1.NOTHING can be more intricate, complex, and hard to be understood, than religion as it has been often described. And this is not only true concerning the religion of the Heathens, even many of the wisest of them, but concerning the religion of those also, who were, in some sense, Christians: yea, and men of great name in the Christian world, men who seemed to be pillars thereof. Yet how easy to be understood, how plain and simple a thing is the genuine religion of Jesus Christ! Provided only, that we take it in its native form, just as it is described in the oracles of God. It is exactly suited by the wise Creator and Governor of the world, to the weak understanding, and narrow capacity, of man in his present state. How observable is this, both with regard to the end it proposes, and the means to attain that end! The end is, in one word salvation: the means to attain it faith.
2. It is easily discerned, that these two little words, I mean faith and salvation, include the substance of all the bible, the marrow, as it were, of the whole scripture.
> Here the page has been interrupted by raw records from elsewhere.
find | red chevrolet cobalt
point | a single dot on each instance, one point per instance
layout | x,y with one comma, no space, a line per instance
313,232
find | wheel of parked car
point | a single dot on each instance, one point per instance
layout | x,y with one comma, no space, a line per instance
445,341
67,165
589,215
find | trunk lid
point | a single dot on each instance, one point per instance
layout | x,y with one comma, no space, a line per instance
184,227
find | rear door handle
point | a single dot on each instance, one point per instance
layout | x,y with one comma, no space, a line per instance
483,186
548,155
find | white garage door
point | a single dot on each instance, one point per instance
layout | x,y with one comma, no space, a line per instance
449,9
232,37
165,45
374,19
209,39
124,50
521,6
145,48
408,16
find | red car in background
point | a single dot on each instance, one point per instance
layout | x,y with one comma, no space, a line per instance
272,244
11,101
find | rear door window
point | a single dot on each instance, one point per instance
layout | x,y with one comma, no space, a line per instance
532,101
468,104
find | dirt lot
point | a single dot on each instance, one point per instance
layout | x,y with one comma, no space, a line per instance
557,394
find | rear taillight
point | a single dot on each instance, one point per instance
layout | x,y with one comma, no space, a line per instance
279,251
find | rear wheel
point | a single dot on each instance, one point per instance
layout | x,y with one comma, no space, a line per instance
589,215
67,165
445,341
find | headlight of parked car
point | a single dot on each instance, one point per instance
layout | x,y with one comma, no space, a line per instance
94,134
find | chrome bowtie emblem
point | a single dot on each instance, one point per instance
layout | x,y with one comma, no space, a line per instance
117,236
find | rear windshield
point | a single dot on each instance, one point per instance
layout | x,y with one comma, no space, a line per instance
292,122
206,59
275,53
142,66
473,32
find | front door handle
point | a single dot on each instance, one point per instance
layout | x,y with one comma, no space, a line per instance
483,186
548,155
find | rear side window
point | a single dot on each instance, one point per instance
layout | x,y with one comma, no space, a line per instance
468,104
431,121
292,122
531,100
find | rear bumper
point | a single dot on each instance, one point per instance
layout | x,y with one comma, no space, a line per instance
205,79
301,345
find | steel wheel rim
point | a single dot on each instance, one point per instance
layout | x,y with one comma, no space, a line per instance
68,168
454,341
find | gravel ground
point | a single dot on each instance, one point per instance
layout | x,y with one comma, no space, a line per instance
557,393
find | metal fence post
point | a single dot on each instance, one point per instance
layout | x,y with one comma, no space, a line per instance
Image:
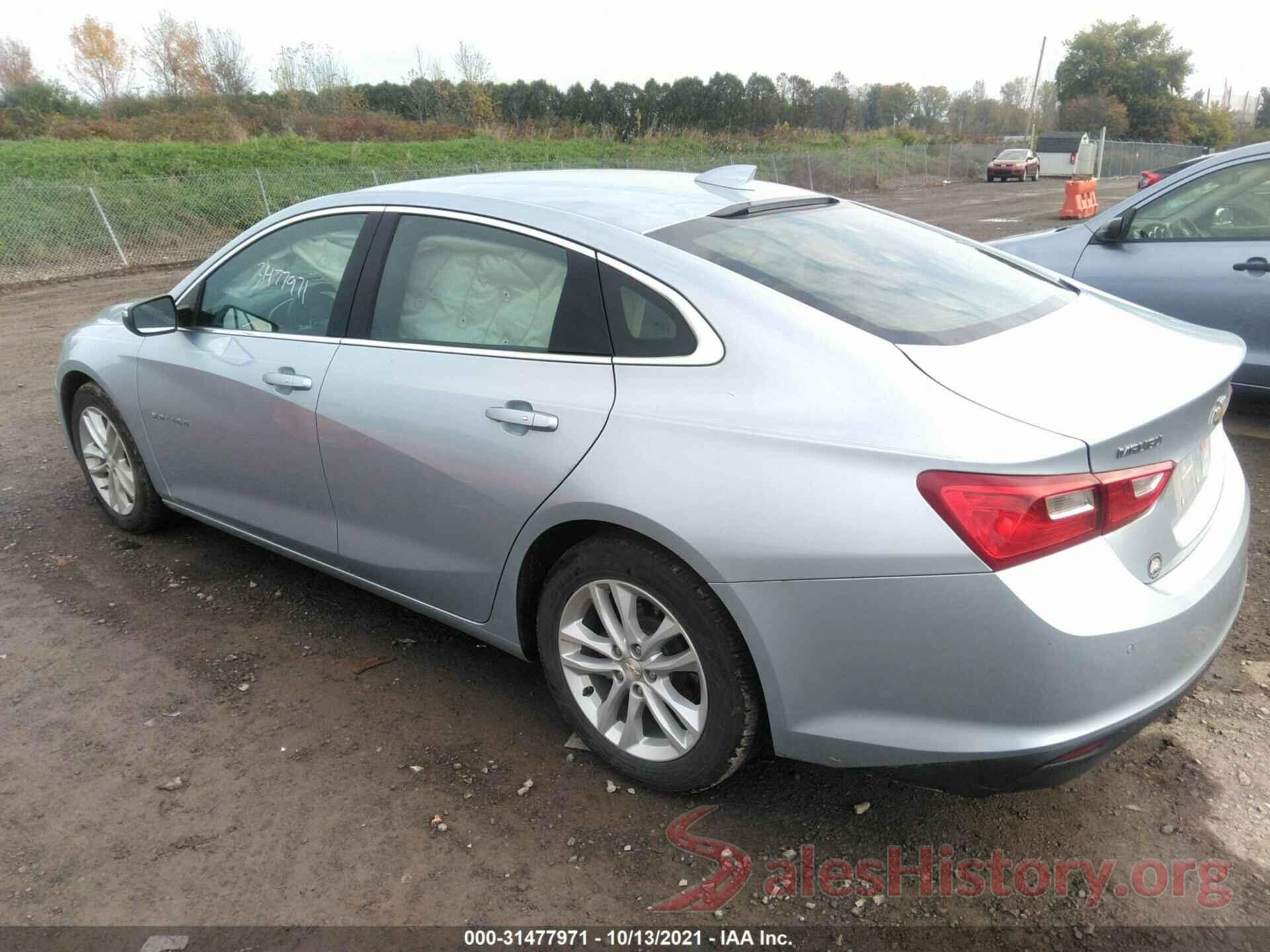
108,229
265,198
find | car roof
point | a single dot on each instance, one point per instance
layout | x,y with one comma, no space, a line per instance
634,200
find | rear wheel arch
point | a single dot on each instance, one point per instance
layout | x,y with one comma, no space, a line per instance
552,543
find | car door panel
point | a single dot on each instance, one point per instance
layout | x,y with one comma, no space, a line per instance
1194,281
229,401
234,446
1193,253
429,493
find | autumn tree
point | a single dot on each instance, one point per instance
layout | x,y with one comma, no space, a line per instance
102,63
1133,63
16,66
472,93
226,65
305,69
172,55
427,88
1091,113
1016,92
933,106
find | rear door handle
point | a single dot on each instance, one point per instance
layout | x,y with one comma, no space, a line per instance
287,377
527,418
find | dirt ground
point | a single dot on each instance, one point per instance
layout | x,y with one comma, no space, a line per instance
308,791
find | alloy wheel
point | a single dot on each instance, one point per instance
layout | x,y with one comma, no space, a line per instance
633,670
110,466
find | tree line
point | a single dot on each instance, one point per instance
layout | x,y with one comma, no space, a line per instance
1128,77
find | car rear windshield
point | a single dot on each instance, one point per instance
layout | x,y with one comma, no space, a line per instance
896,278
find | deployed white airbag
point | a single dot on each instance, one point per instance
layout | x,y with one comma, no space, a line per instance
470,291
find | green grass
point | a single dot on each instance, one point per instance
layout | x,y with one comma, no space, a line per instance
88,160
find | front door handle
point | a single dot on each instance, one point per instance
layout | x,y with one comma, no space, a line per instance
1254,266
287,377
529,418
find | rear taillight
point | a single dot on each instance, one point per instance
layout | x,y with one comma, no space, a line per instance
1129,493
1011,520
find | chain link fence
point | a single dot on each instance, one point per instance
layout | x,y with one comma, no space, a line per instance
66,229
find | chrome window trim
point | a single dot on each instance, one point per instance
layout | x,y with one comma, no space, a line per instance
494,223
476,350
269,335
709,350
207,267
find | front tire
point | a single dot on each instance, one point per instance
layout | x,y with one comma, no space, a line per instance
647,666
111,463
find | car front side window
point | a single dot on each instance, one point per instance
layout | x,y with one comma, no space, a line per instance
1231,204
285,282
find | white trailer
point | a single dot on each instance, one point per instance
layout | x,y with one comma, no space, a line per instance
1058,153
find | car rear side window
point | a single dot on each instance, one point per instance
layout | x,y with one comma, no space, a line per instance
458,284
894,278
642,321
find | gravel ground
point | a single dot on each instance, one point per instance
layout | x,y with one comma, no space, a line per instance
310,793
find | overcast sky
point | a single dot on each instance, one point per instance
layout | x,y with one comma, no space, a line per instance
949,44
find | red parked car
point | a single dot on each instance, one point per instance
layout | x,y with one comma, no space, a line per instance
1015,164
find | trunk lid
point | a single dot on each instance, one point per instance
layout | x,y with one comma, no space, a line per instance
1136,386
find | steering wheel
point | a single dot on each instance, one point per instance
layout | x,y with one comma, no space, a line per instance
285,313
1187,227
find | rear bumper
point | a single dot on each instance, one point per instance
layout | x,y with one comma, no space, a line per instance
955,672
1007,775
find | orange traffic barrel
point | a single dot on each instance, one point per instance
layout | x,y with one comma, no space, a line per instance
1080,200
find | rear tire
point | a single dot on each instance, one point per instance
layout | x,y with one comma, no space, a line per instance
689,719
112,465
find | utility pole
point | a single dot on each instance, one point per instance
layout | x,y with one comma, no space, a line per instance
1032,106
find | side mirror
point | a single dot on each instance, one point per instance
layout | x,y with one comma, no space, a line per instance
154,317
1114,231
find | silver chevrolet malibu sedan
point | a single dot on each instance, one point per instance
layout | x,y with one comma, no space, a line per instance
740,465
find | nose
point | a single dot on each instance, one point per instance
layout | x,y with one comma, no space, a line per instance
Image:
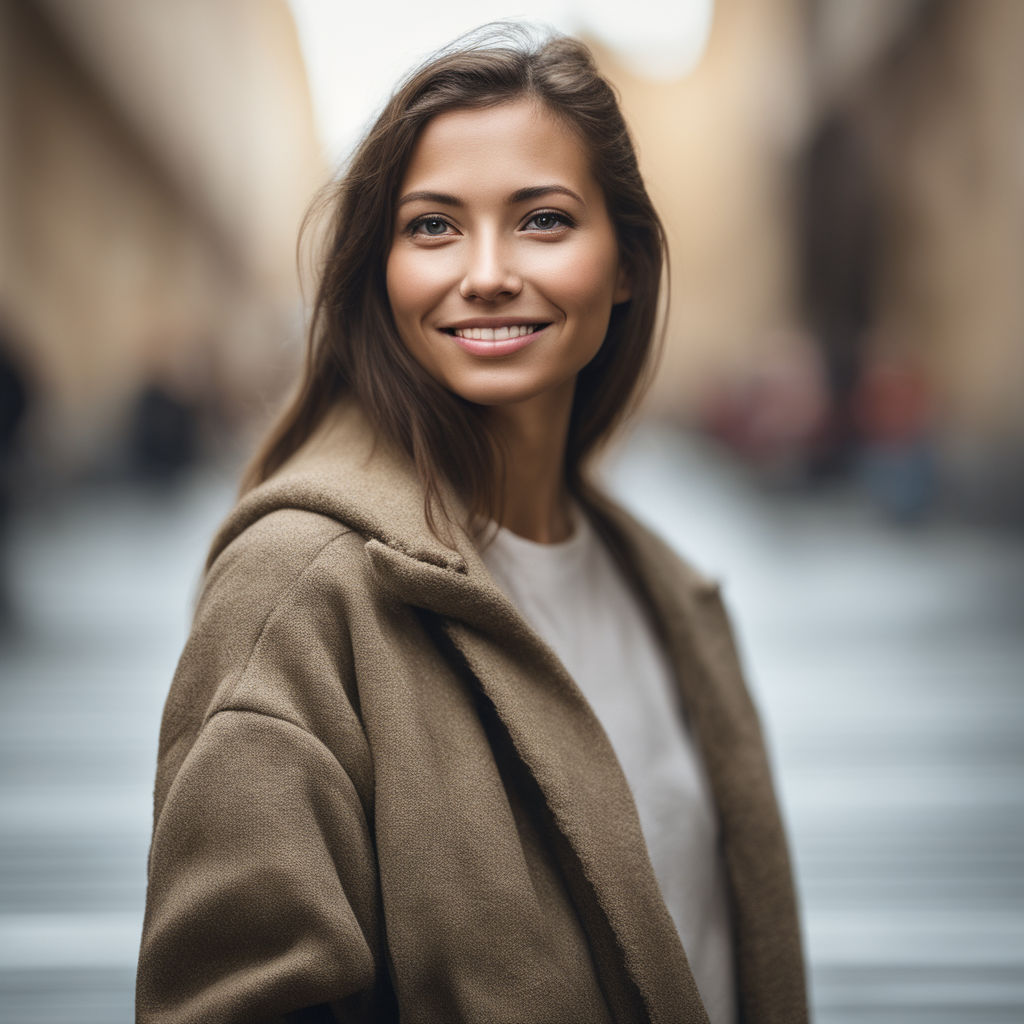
488,272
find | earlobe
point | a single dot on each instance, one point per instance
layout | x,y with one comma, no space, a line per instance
624,286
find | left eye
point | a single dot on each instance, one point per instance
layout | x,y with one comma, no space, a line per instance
546,221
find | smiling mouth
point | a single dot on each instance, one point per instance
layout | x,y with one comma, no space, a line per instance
494,333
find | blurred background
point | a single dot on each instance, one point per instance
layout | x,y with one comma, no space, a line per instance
837,429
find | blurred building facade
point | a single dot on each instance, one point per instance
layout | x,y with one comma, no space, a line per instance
157,160
842,186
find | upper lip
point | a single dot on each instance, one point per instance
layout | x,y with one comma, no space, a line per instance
494,322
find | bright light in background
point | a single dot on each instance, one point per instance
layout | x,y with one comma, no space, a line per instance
355,53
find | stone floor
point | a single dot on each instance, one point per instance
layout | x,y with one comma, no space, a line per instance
889,666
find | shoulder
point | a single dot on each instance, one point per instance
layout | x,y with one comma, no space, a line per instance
270,637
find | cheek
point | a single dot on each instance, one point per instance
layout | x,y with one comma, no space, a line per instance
414,285
584,279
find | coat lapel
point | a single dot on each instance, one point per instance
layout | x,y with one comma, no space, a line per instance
559,739
348,473
695,628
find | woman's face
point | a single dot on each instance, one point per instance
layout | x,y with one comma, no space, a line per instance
504,266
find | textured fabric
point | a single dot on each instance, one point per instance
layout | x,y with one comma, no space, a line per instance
576,598
380,795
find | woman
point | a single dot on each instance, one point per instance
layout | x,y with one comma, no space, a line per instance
454,738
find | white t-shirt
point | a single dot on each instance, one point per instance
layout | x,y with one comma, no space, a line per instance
574,597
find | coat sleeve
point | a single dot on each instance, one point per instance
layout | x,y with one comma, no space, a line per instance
262,893
263,900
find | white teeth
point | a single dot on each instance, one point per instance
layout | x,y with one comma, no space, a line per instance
494,334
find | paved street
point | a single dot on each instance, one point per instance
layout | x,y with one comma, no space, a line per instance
889,666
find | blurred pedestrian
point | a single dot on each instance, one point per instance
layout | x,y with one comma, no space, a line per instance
455,737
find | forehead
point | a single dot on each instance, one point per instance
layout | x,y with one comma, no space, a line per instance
499,150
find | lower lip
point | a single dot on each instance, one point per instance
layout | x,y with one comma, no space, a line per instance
496,348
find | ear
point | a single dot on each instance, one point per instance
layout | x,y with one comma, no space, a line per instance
624,286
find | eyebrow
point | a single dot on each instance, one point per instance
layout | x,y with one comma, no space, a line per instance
520,196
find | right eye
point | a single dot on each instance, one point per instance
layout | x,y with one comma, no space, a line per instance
430,226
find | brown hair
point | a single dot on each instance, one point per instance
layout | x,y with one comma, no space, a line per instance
353,346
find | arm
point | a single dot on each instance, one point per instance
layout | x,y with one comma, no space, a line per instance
262,891
263,900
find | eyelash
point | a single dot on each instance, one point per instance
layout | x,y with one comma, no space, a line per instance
564,220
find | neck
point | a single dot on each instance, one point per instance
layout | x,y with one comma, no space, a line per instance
536,499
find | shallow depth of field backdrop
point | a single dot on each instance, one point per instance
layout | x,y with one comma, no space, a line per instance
836,429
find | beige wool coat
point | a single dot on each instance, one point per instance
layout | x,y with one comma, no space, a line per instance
380,797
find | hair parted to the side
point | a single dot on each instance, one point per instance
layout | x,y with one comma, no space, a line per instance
353,346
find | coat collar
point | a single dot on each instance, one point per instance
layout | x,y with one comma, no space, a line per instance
347,473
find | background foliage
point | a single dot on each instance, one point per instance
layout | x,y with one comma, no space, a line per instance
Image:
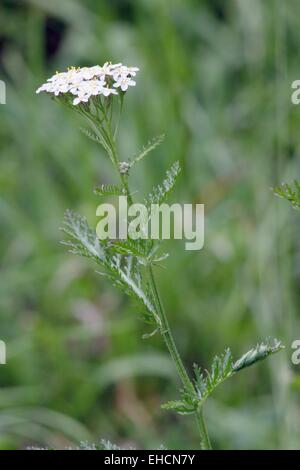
215,78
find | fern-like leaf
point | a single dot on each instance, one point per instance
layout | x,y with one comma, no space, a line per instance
260,352
161,192
291,194
109,190
123,271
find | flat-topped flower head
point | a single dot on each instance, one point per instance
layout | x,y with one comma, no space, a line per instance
84,83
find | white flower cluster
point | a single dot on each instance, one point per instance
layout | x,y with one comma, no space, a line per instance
86,82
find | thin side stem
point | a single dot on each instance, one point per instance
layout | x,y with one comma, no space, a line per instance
170,343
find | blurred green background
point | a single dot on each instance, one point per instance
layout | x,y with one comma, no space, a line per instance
216,79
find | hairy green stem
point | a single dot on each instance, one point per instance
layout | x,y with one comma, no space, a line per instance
170,343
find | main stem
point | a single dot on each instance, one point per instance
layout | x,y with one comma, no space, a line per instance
170,343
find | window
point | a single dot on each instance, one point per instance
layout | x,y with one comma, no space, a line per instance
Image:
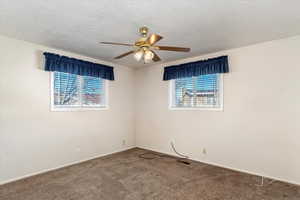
74,92
201,92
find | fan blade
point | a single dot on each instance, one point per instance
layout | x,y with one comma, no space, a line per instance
156,58
167,48
153,38
124,54
116,43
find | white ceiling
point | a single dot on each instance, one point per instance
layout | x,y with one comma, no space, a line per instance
204,25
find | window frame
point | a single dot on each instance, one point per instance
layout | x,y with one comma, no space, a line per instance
204,108
77,107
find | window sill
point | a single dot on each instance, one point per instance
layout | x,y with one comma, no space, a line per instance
195,109
77,109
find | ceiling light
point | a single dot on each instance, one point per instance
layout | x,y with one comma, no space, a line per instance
148,56
139,54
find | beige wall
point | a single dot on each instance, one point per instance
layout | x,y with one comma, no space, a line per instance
32,138
259,129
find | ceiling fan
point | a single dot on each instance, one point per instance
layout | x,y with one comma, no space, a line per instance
145,46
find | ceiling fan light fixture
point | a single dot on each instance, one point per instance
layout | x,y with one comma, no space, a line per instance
139,55
148,56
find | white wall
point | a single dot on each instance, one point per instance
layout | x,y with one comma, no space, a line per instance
259,129
32,138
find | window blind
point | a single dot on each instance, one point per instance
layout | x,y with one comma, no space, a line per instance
201,91
72,90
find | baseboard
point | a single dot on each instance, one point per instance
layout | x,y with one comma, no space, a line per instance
225,167
62,166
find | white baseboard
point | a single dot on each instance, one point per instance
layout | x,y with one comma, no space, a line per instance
62,166
226,167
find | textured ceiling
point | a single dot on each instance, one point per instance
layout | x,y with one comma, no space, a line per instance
204,25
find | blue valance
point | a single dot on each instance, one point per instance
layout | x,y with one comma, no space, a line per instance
65,64
210,66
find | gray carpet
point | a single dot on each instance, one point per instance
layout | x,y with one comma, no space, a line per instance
126,176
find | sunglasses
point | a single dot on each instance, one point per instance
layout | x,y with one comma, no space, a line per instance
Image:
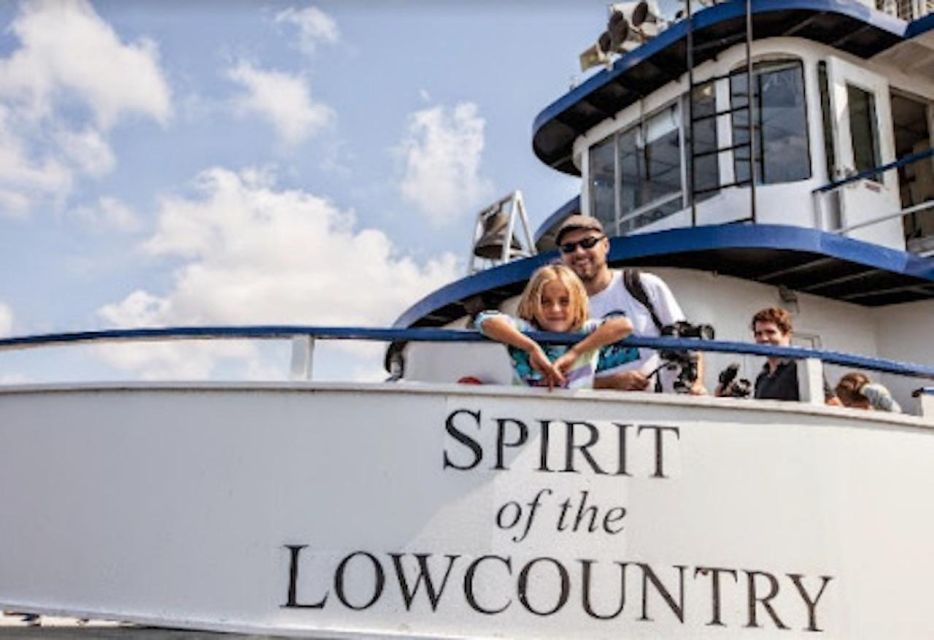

So much the more should we take all possible care, to avoid all mistake concerning them, and to form a true and accurate judgment concerning both the one and the other.
3. Let us then seriously enquire
I. What is salvation?
II. What is that faith whereby we are saved, and
III. How we are saved by it?
I. 1. And, first, let us enquire, What is salvation? The salvation which is here spoken of, is not what is frequently understood by that word, the going to heaven, eternal happiness. It is not the soul’s going to paradise, termed by our Lord, Abraham’s bosom. It is not a blessing which lies on the other side death, or (as we usually speak) in the other world. The very words of the text itself, put this beyond all question. Ye are saved. It is not something at a distance: it is a present thing; a blessing, which through the free mercy of God, ye are now in possession of. Nay, the words may be rendered, and that with equal propriety, Ye have been saved. So that the salvation which is here spoken of, might be extended to the entire work of God, from the first dawning of grace in the soul, ’till it is consummated in glory.
2. If we take this in its utmost extent, it will include all that is wrought in the soul, by what is frequently termed, natural conscience, but more properly, preventing grace: all the drawings of the Father: the desires after God, which, if we yield to them, increase more and more: all that light, wherewith the Son of God inlighteneth every one that cometh into the world, shewing every man, to do justly, to love mercy, and to walk humbly with his God: all the convictions which his Spirit, from time to time, works in every child of man. Although, it is true, the generality of men stifle them as soon as possible; and after awhile forget, or at least deny, that ever they had them at all.
3. But we are at present concerned only with that salvation, which the apostle is directly speaking of. And this consists of two general parts, justification and sanctification.